In MS Word, use the shortcut keys Alt + F11 to open the Visual Basic Editor. Once the Visual Basic Editor is open, the shortcut key F5 will bring up the “Run Macro” dialog box, which is where we will create the macro.

Name your macro “GetSpellingErrors” and select “Normal” from “Macros In: “ which will make your macro available outside of your current document for future use. Create the macro.

creating a normal macro named 'GetSpellingErrors'

Copy the macro code below - created by Allan Wyatt - and paste into the code area of macro, overwriting any existing text (by default, the editor will “Sub GetSpellingErrors()” and “End Sub” code).

NB: I don’t know Allan Wyatt personally or anything about his political views but I appreciate him sharing the code below freely.

'Macro code by Allan Wyatt: https://word.tips.net/T001465_Pulling_Out_Spelling_Errors.html'
Sub GetSpellingErrors()
    Dim DocThis As Document
    Dim iErrorCnt As Integer
    Dim J As Integer

    Set DocThis = ActiveDocument
    Documents.Add

    iErrorCnt = DocThis.SpellingErrors.Count
    For J = 1 To iErrorCnt
        Selection.TypeText Text:=DocThis.SpellingErrors(J)
        Selection.TypeParagraph
    Next J
End Sub

an image of the macro code given above

Typing the “Run Macro” shortcut key (F5) again will run the Macro - you should now have a second MS Word document open that contains the errors words only.

If you are using OpenOffice, you should be able to similarly create a macro using the same code.

Some workshop participants have reported issues with the macro stalling; you can refer to a copy of the error list for the purposes of the workshop. The step of generating an error list is not essential for the steps that follow, but it is a big help in isolating and recognizing patterns in the errors.

1.4. Review the OCR error list to inform the design of your pre-processing stage

Now that you have the errors separated out from the text, review your data closely. You can toggle back and forth between the error list and the full document, Zwick.txt, or the source document if the correct spelling of some misspelled words is difficult to guess. You may also wish to employ a text analysis tool like Voyant Tools.

You will notice that most of the OCR errors fall under one or a combination of the following:

misinterpreted characters
omitted characters
extra characters
split words (two words that are meant to be one, or where one of the characters has been misinterpreted as a space)

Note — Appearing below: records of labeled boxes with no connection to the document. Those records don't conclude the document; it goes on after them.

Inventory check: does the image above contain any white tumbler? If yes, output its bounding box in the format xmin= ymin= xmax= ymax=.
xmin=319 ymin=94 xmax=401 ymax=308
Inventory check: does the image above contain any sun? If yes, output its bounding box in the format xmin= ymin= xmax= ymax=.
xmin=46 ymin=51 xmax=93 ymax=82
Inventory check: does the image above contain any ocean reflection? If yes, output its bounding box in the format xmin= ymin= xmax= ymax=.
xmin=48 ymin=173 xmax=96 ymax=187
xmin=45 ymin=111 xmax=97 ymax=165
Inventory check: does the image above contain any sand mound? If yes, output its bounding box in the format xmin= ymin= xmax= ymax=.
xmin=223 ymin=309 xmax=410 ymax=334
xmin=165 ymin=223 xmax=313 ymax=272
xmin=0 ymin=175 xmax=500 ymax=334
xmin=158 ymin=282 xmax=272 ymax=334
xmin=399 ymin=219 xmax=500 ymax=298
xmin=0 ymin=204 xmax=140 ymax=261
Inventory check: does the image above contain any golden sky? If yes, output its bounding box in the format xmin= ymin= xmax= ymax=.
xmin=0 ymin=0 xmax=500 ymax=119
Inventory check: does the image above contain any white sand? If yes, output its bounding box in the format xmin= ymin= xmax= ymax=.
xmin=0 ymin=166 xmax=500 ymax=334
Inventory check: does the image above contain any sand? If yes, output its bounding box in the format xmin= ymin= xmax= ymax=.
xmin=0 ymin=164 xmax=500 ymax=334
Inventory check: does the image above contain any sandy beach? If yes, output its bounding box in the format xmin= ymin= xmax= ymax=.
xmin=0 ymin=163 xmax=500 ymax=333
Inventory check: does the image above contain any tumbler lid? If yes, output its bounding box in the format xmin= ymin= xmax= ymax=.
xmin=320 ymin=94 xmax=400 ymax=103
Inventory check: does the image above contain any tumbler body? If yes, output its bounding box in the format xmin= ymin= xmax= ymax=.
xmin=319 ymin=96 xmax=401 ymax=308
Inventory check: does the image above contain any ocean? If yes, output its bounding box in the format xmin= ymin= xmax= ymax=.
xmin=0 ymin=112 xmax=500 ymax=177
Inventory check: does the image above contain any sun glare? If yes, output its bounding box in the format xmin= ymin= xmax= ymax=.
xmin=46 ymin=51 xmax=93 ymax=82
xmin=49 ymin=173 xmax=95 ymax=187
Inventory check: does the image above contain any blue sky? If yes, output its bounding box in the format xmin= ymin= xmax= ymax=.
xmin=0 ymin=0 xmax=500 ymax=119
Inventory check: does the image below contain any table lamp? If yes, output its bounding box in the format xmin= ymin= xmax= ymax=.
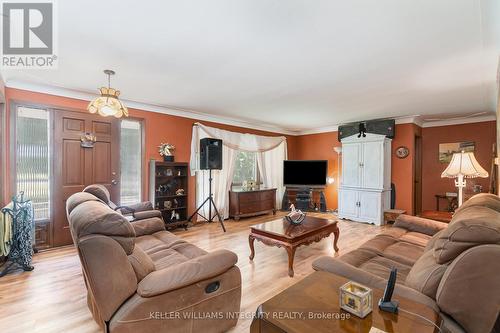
xmin=441 ymin=151 xmax=488 ymax=207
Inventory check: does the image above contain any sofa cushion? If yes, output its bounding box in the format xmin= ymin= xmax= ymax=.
xmin=128 ymin=246 xmax=155 ymax=281
xmin=399 ymin=231 xmax=433 ymax=248
xmin=312 ymin=255 xmax=439 ymax=312
xmin=132 ymin=218 xmax=165 ymax=237
xmin=83 ymin=184 xmax=110 ymax=205
xmin=359 ymin=256 xmax=411 ymax=282
xmin=424 ymin=229 xmax=445 ymax=252
xmin=451 ymin=193 xmax=500 ymax=215
xmin=380 ymin=226 xmax=408 ymax=239
xmin=136 ymin=231 xmax=207 ymax=270
xmin=338 ymin=248 xmax=411 ymax=281
xmin=383 ymin=241 xmax=424 ymax=267
xmin=69 ymin=197 xmax=135 ymax=255
xmin=434 ymin=206 xmax=500 ymax=264
xmin=405 ymin=251 xmax=448 ymax=299
xmin=359 ymin=235 xmax=398 ymax=256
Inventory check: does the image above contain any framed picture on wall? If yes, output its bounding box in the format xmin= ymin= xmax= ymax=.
xmin=439 ymin=141 xmax=475 ymax=163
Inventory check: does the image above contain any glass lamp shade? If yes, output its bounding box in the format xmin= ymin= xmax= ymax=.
xmin=441 ymin=152 xmax=488 ymax=178
xmin=87 ymin=87 xmax=128 ymax=118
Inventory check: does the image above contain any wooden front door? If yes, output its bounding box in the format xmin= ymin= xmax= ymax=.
xmin=52 ymin=110 xmax=120 ymax=246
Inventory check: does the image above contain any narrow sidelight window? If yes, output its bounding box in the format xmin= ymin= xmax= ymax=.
xmin=120 ymin=120 xmax=142 ymax=206
xmin=15 ymin=107 xmax=51 ymax=221
xmin=232 ymin=151 xmax=260 ymax=186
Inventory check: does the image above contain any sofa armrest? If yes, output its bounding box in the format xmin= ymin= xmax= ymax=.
xmin=131 ymin=217 xmax=165 ymax=237
xmin=137 ymin=250 xmax=238 ymax=297
xmin=394 ymin=214 xmax=448 ymax=236
xmin=132 ymin=210 xmax=162 ymax=221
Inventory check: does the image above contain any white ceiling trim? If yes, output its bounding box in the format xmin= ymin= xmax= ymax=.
xmin=5 ymin=80 xmax=300 ymax=135
xmin=0 ymin=80 xmax=496 ymax=136
xmin=422 ymin=113 xmax=497 ymax=127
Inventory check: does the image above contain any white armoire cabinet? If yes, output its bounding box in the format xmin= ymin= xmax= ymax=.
xmin=339 ymin=133 xmax=391 ymax=225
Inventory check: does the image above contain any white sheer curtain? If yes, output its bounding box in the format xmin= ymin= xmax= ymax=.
xmin=190 ymin=123 xmax=287 ymax=218
xmin=257 ymin=141 xmax=287 ymax=209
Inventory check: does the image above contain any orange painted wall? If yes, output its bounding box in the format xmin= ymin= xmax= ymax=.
xmin=2 ymin=88 xmax=496 ymax=213
xmin=422 ymin=121 xmax=496 ymax=210
xmin=296 ymin=124 xmax=420 ymax=212
xmin=2 ymin=88 xmax=296 ymax=211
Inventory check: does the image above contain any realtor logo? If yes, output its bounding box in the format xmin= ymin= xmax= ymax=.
xmin=2 ymin=0 xmax=57 ymax=69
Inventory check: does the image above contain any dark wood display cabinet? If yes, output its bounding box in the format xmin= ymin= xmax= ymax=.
xmin=149 ymin=160 xmax=189 ymax=229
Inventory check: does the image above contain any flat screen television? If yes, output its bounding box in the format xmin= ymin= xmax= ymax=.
xmin=283 ymin=160 xmax=328 ymax=187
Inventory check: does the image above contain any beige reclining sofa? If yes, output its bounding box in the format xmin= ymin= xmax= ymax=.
xmin=66 ymin=192 xmax=241 ymax=333
xmin=313 ymin=194 xmax=500 ymax=333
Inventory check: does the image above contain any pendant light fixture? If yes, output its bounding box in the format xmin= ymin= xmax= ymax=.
xmin=87 ymin=69 xmax=128 ymax=118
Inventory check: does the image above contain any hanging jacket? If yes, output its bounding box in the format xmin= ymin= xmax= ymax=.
xmin=0 ymin=202 xmax=12 ymax=256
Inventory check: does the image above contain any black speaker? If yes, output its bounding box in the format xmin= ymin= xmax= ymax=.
xmin=337 ymin=119 xmax=396 ymax=141
xmin=200 ymin=138 xmax=222 ymax=170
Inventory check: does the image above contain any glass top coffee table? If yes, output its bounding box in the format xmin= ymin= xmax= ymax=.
xmin=248 ymin=216 xmax=340 ymax=277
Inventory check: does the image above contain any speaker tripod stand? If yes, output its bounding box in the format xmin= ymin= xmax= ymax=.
xmin=188 ymin=169 xmax=226 ymax=232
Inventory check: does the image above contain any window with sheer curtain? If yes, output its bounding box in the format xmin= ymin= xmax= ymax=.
xmin=15 ymin=107 xmax=51 ymax=221
xmin=120 ymin=120 xmax=142 ymax=206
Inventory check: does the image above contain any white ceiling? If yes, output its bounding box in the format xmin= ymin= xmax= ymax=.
xmin=1 ymin=0 xmax=500 ymax=131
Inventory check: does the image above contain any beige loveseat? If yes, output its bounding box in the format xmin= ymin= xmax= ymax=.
xmin=66 ymin=192 xmax=241 ymax=333
xmin=313 ymin=194 xmax=500 ymax=333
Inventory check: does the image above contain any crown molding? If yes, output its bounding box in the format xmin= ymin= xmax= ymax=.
xmin=5 ymin=80 xmax=299 ymax=135
xmin=421 ymin=113 xmax=497 ymax=128
xmin=0 ymin=80 xmax=496 ymax=136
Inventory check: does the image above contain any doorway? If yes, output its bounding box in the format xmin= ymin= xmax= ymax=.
xmin=52 ymin=110 xmax=120 ymax=246
xmin=413 ymin=135 xmax=422 ymax=215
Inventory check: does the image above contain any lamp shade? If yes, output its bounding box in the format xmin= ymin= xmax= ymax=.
xmin=441 ymin=152 xmax=488 ymax=178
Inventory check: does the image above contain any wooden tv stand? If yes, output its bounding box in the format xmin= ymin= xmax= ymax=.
xmin=281 ymin=187 xmax=326 ymax=212
xmin=229 ymin=188 xmax=276 ymax=221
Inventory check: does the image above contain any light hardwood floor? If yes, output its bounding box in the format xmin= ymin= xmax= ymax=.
xmin=0 ymin=213 xmax=383 ymax=333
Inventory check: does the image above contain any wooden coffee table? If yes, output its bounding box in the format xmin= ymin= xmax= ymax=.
xmin=248 ymin=216 xmax=340 ymax=277
xmin=250 ymin=272 xmax=440 ymax=333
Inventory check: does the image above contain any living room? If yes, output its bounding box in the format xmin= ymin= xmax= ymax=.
xmin=0 ymin=0 xmax=500 ymax=333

Error words are likely to duplicated - in fact, we are depending on the same words being misspelled in the same ways for the error correction techniques we will be using shortly. If you would like to streamline the list and remove multiples, you can bring the error list into OpenRefine and use facets to group repeated values together (see “Strategies for OCR Error Correction in OpenRefine”).

In your initial data analysis, try to identify patterns within the errors:

is one character frequently the source of errors (such as “m” in the sample text)?
is one or a set of characters regularly substituted for another (“oim” for “oun” in the sample text)?
does an error often occur in relation to another character or characters (like “m” for “in” when following “f” or “tiy” for “tly” in the sample text)?
etc.

While it may be tempting to create a table containing the misspelled word and its corrected version for use with a find-and-replace technique, a manual approach will be unsustainable for all but the smallest of datasets. We will instead focus our efforts on misspelled groups of letters repeated across numerous words and not let perfect be the enemy of good.

One exception to the above is any words that are particularly significant to your analysis; you can safely ignore misspellings of “the,” “this,” and other commonly used words but - to take an example from our Zwick dataset - you would probably want to correct “Mimicipal.”

Document your observations as completely as possible to help to make your error correction tasks more efficient and less likely to introduce new errors.

Key Points / Summary

You can use Microsoft Word and a macro to easily isolate OCR errors.
Most OCR errors fall under misinterpreted characters, omitted characters, extra characters, or split words, and are likely to be duplicated.